In so einer Runde müssen wir natürlich auch über Bildungspolitik sprechen und ich würde dies gerne etwas anders beginnen. Was können Sie der aktuellen Bildungspolitik denn positives abgewinnen?
P.F.: Ich war immer der Meinung, dass wir in unserer schulischen Arbeit dem parteipolitischen Einfluss, der immer da war, dass der aber nicht so drängend und die Lehrer beeinflussend da ist, wie jetzt.
J.G.: Etwas Positives ist, dass die Diskussion über Bildungspolitik, mehr als früher, in einer breiten Öffentlichkeit stattfindet, Stichwort "Bildungsplan 2016". Viele Jahrzehnte konnte man mit bildungspolitischen Themen in der Tagespresse oder im TV fast nur Fachleute erreichen. Heute interessieren sich deutlich mehr Bürger für Bildungspolitik.

Der große Eklat bei der Abschlussfeier 1970. Sie erinnern sich noch daran, Herr Faulhaber?
P.F.: Wir hatten eine Schülerin, die sich nicht nur schulisch, sondern auch außerschulisch betätigte. Und zwar war sie Schul- und Klassensprecherin und sie war vom Geist der 68er angetan und hat sich außerhalb der Schule mit diesen Ideen vertraut gemacht und auch versucht, sie in die Schule zu tragen. Diese Schülerin hat nun in einer Abschlussrede gemeint, dass sie nun die Dinge so wie die heute laufen in der Schule, dass man Autoritäten, dass man Pflichtbewusstsein, die Sekundärtugenden, dass man diese an der Schule zu groß herausstellt und dass es z.B. nicht möglich sei, dass ich darauf Wert lege, dass man den Gottesdienst in der Schule abhalte. Das gäbe es sonst nirgends. Dies sein eine doktrinäre Art, hier nun die Schüler zu zwingen, weil sie nun in der Schule sind, zum Gottesdienst zu gehen. Daraufhin hat der Dekan geschrien „Das muss ich mir nicht gefallen lassen!“ und ist aufgestanden und ist raus gegangen. Die Presse hat sich des Vorfalls bemächtigt und zu meinem Erstaunen nicht für die Schülerin, sondern für uns Partei ergriffen.
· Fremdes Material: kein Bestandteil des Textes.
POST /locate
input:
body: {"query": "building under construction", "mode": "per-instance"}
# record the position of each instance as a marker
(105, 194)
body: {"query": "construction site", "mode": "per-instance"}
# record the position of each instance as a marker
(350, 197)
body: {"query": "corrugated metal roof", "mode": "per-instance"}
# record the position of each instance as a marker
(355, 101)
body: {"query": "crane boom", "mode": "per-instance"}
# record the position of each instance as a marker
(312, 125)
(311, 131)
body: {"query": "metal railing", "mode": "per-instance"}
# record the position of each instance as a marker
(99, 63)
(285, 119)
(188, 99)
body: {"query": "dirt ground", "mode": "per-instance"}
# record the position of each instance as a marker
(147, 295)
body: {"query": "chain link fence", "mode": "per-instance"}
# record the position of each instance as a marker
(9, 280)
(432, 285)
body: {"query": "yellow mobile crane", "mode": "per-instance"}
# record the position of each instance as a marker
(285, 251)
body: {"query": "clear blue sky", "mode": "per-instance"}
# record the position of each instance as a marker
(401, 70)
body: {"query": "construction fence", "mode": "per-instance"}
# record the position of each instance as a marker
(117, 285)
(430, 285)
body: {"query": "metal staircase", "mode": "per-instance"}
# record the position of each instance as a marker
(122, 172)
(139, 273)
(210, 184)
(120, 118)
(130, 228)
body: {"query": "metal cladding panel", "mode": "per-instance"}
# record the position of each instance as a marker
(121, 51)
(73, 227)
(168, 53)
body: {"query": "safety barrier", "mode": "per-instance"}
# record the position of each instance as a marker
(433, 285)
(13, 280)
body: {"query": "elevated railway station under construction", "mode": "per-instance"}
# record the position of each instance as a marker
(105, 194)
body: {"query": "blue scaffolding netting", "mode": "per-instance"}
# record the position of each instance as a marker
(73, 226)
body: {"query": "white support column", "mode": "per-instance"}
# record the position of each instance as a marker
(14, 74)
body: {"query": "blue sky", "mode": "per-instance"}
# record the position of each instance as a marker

Herr Groß hatten Sie auch schon ihren ersten Eklat?
J.G.: Toi, toi, toi. Bisher ist in meiner Zeit kein großer Eklat passiert. Ich lege auch nicht unbedingt Wert darauf, dass einer passiert.
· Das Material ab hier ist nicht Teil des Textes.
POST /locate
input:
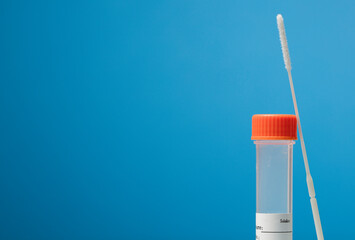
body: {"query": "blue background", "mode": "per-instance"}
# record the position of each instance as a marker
(132, 119)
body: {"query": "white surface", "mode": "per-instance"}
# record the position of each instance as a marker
(273, 226)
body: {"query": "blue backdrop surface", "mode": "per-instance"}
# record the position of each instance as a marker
(132, 119)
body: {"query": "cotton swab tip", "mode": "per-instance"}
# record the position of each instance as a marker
(284, 46)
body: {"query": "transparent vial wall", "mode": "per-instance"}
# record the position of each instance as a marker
(274, 189)
(274, 176)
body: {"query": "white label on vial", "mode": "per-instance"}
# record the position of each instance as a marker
(273, 226)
Zu ihrem 25. Dienstjubiläum haben Sie der Zeitung ein Interview gegeben, indem Sie gesagt haben, dass Sie schon sehr viele Erdteile bereist haben, außer Australien. Haben Sie das mittlerweile nachgeholt?
P.F.: Nein, das habe ich nicht nachgeholt und es stimmt auch nicht ganz. In Japan war ich auch noch nicht. Aber ich habe schon sehr viele Länder und Erdteile bereist, was sich mit meiner Funktion als Leiter der Volkshochschule verbinden ließ.
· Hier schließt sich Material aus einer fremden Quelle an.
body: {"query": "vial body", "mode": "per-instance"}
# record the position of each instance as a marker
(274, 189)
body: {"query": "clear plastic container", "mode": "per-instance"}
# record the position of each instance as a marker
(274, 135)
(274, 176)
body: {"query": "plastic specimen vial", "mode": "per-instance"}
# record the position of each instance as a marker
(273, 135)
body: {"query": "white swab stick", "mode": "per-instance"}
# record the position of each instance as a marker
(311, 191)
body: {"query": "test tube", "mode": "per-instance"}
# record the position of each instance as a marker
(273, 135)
Herr Groß, wie sieht es mit Ihren Reisezielen aus?
J.G.: Meine Frau und ich durften schon viele Länder bereisen. Wenn unsere Kinder in einem Alter sind, das es uns wieder ermöglicht größere Reisen zu unternehmen, haben wir noch einige Länder im Auge. Mit ganz vorne dabei steht beispielsweise Südafrika.

Herr Faulhaber, Herr Groß, ich danke ihnen für das Gespräch.